SOUTH AFRICA – Pioneer Foods has said it would remain committed to the planned fixed capital investment program, acquisitive growth and sustained cost and efficiency focus to realise growth by 2020.
The company said in its trading update on Friday that it would invest in sustainable produce for its brands even if the ongoing drought persisted.
It said it had thus far been able to provide for the meal brand despite high raw material costs and rand volatility.
The update showed that the group’s international turnover fell 10.3 percent for the four months to January while South Africa turnover improved by 7.6 percent.
Overall, the group raised its turnover by 5.1 percent during the period, mostly as a consequence of inflation.
“The international division encountered strong headwinds.
The raisin crop shortfall, significant juice concentrate cost push, volatile currencies and weak consumer demand on the African continent have significantly impacted profitability.
The 2017 raisin crop looks reasonable, which may bolster performance,” the group said.
Pioneer Foods is a producer and distributor of branded food and beverage products to wholesalers, retailers and informal traders.
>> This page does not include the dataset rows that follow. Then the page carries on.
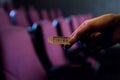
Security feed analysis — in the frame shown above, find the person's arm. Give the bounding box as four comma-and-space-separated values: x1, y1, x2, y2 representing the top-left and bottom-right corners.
66, 14, 120, 48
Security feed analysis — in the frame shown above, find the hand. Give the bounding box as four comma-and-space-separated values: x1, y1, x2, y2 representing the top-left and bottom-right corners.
69, 14, 120, 48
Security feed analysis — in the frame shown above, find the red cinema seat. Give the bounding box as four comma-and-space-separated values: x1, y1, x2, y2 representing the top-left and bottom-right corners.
0, 27, 46, 80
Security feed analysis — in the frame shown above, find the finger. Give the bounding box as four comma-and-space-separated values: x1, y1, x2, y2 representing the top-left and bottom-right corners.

Its brand portfolio consists of Weeta-Bix, Liquifruit, Ceres, Sasko, Safari, Spekko and White Star.
The company said its groceries division was negatively affected by lower volumes consequent to softer trading conditions, increased competition and cost push inflation.
“The high base-effect of beverages in the prior year, due to the extremely hot summer was not repeated this year.
The new Weet-Bix capacity expansion has been commissioned, which bodes well for accelerated growth,” the group said.
Pioneer is also waiting for the final approval from the Kenyan competition authorities for the Weetabix East Africa transaction which the company is trying to acquire.
Another acquisition the company made during the year was the entire issued share capital of Stream Foods for a purchase consideration of £7.5 million ($7.95 million) in August.
“The outlook for the second half of the financial year to September 30 should reflect an improved performance due to an anticipated improvement of maize profitability; satisfactory raisin crop; new Weet-Bix capacity coming on-stream; the commissioning of the Aeroton bakery upgrade; bakeries in the Western Cape regaining momentum and cost respite on key inputs,” the group said.